Six city police officers were arrested on Friday in connection with the killing of a mayor in northern Mexico as the country’s escalating drug violence targets public officials.
The suspects included the officer who guarded the house where Santiago Mayor Edelmiro Cavazos was seized last Sunday. The officer was kidnapped with the mayor, but was later freed unharmed.
The officers confessed to being involved in the Cavazos’ killing, said Nuevo Leon state Attorney General Alejandro Garza y Garza.
“We still looking for others who were involved as well,” Garza y Garza said.
The body of the 38-year-old mayor was found handcuffed and gagged on Wednesday outside of his town, a popular weekend getaway for residents of the industrial city of Monterrey.

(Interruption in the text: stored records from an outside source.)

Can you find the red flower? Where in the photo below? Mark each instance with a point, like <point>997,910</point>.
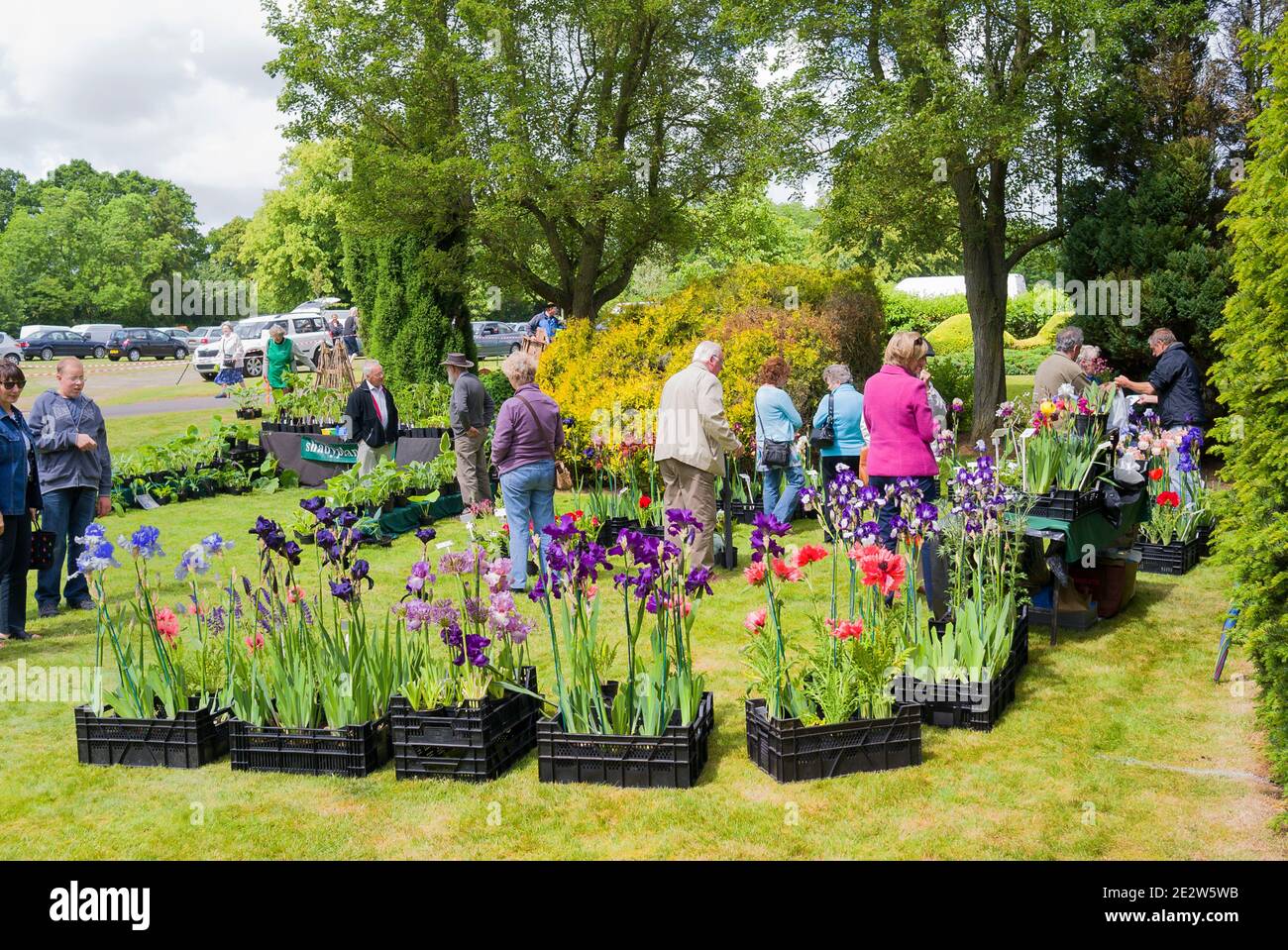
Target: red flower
<point>845,630</point>
<point>885,571</point>
<point>809,554</point>
<point>787,572</point>
<point>167,624</point>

One of the officers took part directly in the kidnapping, while the others kept watch on roads surrounding the mayor’s home, said Adrian de la Garza Santos, director of the state investigations agency.
Shortly after the kidnapping, the guard on duty told authorities he had been thrown in the trunk of one of the kidnappers’ cars and driven around for 15 minutes before being dumped unharmed by the side of the road, de la Garza said. The guard is now accused of being involved.
Cavazos’ death comes amid increasing violence in the northeast of the country attributed to a dispute between the Gulf cartel and its former allies, the Zetas.
Meanwhile, a federal judge presiding over the case of former Cancun mayor facing drug-related charges survived an attack on Thursday in the west-coast state of Nayarit, said a federal official who was not authorized to be identified.
The assault, which killed one of two bodyguards of Judge Carlos Alberto Elorza, came hours after Mexican President Felipe Calderon said Mexico should consider appointing anonymous judges for drug-trafficking trials.
Calderon’s proposal in a forum on security on Thursday was unexpected because it contradicts the efforts he has promoted to build a more open judicial system.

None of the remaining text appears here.